I have to store this keypoints into a pytorch tensor.
My idea is to use iterable objects in the class, but I don’t know how to do it.
Thank you!!

Alphonsito25 · July 18, 2022, 2:50pm

I have written this model

data = []

class json_dataset(Dataset):
    def __init__(self, root_dir):
        self.root_dir= root_dir
    def __getitem__(self,index):
        for file in os.listdir(self.root_dir):
            if file.endswith('json'):
                json_path = os.path.join(self.root_dir, file)
                
                #json_data = pd.read_json(json_path, lines=True)
                json_data = json.load(open(json_path))
                
                for keypoints in json_data.items():
                    valores = keypoints['PoseKeypoints']
                    keypoints_normalized.append(valores)
                
                data.append(json_data)
                data = torch.FloatTensor(data)
            return(data)

What do you think?

ptrblck · July 18, 2022, 8:06pm

The general loading looks alright (replace torch.FloatTensor with e.g. torch.from_numpy or torch.tensor), but the for loop looks wrong.
In the __getitem__ method you would use the index to load a single sample while it seems you are trying to iterate all json files and return the very first one all all indices.

Alphonsito25 · July 19, 2022, 9:07am

Now I have this:

class json_dataset(Dataset):
    keypoints = []
    def __init__(self, root_dir):
    	self.root_dir= root_dir
    def __str__(self):	
    	return str(data) #???
    def __getitem__(self,index):
    	for file in os.listdir(self.root_dir):
    		if file.endswith('json'):
        		json_path = os.path.join(self.root_dir, file)

        		json_data = json.load(open(json_path))

        		for k in json_data["0"]["PoseKeypoints"]:
        			keypoints.append(k)

        		data.append(keypoints)
        		data = torch.Tensor(data)
    	return(data)

How do I do what you tell me about the index?

Also I want to check if the return “data” is correct, but when I print it returns me an empty tensor.
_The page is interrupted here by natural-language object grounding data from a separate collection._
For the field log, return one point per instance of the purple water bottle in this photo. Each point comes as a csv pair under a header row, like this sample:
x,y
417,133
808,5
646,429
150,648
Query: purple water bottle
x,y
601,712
I checked out of a class and it should me return well.
The str function is for this.

Thank you!

ptrblck · July 19, 2022, 4:30pm

In the common use case you have a specific number of samples in the Dataset and this number of samples is returned in the Dataset.__len__ function. In the __getitem__ method you are using the index (which has values in the range [0, len(dataset)-1]) to load a single sample for this index.
E.g. if each sample is stored in a separate json file in the self.root_dir you could load the corresponding file using the index instead of iterating all files.

Add print statements to the __getitem__ method and check which objects are valid and where the tensor becomes an empty one.
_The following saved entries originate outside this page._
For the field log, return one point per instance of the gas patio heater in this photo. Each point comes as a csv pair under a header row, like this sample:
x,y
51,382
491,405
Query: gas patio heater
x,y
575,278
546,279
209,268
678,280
The __str__ function uses data, which is undefined or globally defined, so check what is being printed there.

Alphonsito25 · July 22, 2022, 4:23pm

Ok, I made some changes:

class json_dataset(Dataset):
    def __init__(self, csv_file, root_dir):
    	self.annotations= pd.read_csv(csv_file)
    	self.root_dir= root_dir
    	
    def __len__(self):
    	return len(self.annotations)
    	
    def __getitem__(self,index):
    	json_path= os.path.join(self.root_dir, self.annotations.iloc[index, 0])
    	json_data = json.load(open(json_path))
        keypoints = []
	
    	if "0" in json_data:
    		for k in json_data["0"]["PoseKeypoints"]:
    			keypoints.append(k)     				
    	data.append(keypoints)
    	data = torch.Tensor(data)
    	return(data)

The csv file has the names of the json files. Now it works, thank you!
But I have a question: How the index works so that in training you can access all the images? I need that the dataset loads sorted with the filenames.